🤖 rag-agent

A pure LangGraph RAG (Retrieval Augmented Generation) agent that lets you ask questions about your own documents in natural language. Index PDFs, text files, markdown, Python files, and Wikipedia articles — then chat with them in a beautiful Streamlit interface or terminal.

Built from scratch with LangGraph, LangChain, Chroma, and HuggingFace embeddings.
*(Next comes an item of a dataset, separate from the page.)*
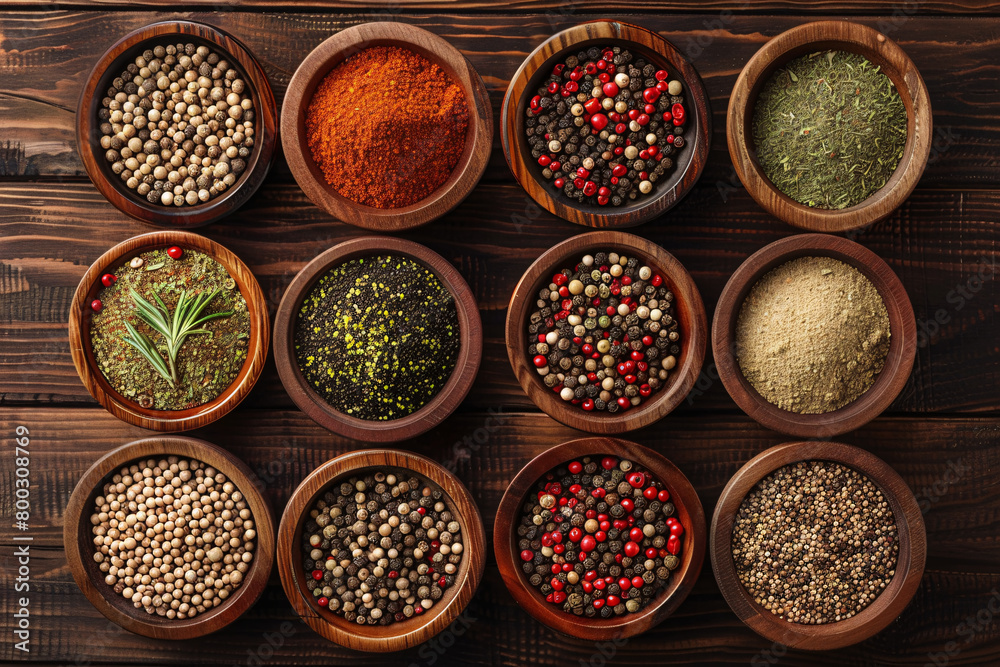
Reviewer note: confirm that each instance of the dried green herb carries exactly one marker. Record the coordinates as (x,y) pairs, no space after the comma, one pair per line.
(175,328)
(829,129)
No hallucination — every answer is grounded in your documents with exact citations.

✨ Features

Multi-format indexing — PDF, TXT, MD, Python files, Wikipedia articles
Semantic search — finds content by meaning not just keywords
Grounded answers — Claude answers ONLY from your documents, never from training data
Exact citations — every answer cites source document and page number
Similarity scores — see how relevant each chunk is as a visual progress bar
Conversational memory — remembers previous questions for natural follow-ups
Question reformulation — automatically makes ambiguous follow-up questions self-contained
Quality gates — refuses to answer if no relevant content found (no hallucination)
Two interfaces — Streamlit web UI or terminal
Model agnostic — switch any LLM via .env, zero code changes
Free embeddings — HuggingFace runs locally, no API cost for indexing

🏗️ Architecture

Two independent pipelines

Indexing pipeline — runs once per document:

Document (PDF/TXT/MD/PY/Wiki)
  ↓
loader node        extracts raw text
  ↓
chunker node       splits into 400-word chunks with 50-word overlap
  ↓
store node         embeds with HuggingFace + saves to Chroma
  ↓
Chroma DB          persists to disk — survives restarts

Query pipeline — runs every question:

Your question + conversation history
  ↓
reformulator node  makes ambiguous questions self-contained
  ↓
retriever node     finds top 5 chunks by semantic similarity
  ↓
quality check      similarity score > 0.5?
  ↓                         ↓
answer node        no_answer node (honest fallback)
  ↓
display            answer + citations + similarity scores
  ↓
memory node        saves Q&A for next question's context

📁 Project Structure

rag-agent/
│
├── .env                   # API keys + model config
├── requirements.txt       # all dependencies
│
├── config.py              # model agnostic LLM + embedder getter
├── state.py               # IndexState + QueryState TypedDicts
├── nodes.py               # all node functions (pure LangChain)
├── edges.py               # routing and conditional logic
├── graph.py               # two StateGraphs assembled
│
├── streamlit_app.py       # Streamlit web interface
├── run.py                 # terminal interface
│
├── documents/             # add your files here (gitignored)
└── chroma_db/             # auto-created, persists between runs

⚙️ Setup

Prerequisites

Python 3.11 or 3.12
pyenv recommended for version management

1. Clone the repository

git clone https://github.com/yourusername/rag-agent.git
cd rag-agent

2. Set up Python version

pyenv install 3.12
pyenv local 3.12

3. Create virtual environment

python3 -m venv venv
source venv/bin/activate  # Mac/Linux
venv\Scripts\activate     # Windows

4. Install dependencies

pip install --upgrade pip
pip install -r requirements.txt

5. Configure environment variables

Create a .env file in the project root:

# API Keys
ANTHROPIC_API_KEY=your_anthropic_key_here
GROQ_API_KEY=your_groq_key_here

# Models — change freely, zero code changes needed
LLM_REFORMULATOR=groq/llama-3.3-70b-versatile
LLM_ANSWER=anthropic/claude-sonnet-4-6

# Embedding model (free, runs locally)
EMBEDDING_MODEL=all-MiniLM-L6-v2

# Chroma settings
CHROMA_PATH=./chroma_db
CHROMA_COLLECTION=rag_agent

# Retrieval settings
RETRIEVAL_TOP_K=5
QUALITY_THRESHOLD=0.5

# Chunk settings
CHUNK_SIZE=400
CHUNK_OVERLAP=50

6. Create documents folder

mkdir documents

Add any PDF, TXT, MD, or Python files you want to query.

🚀 Running

Option 1 — Streamlit web interface (recommended)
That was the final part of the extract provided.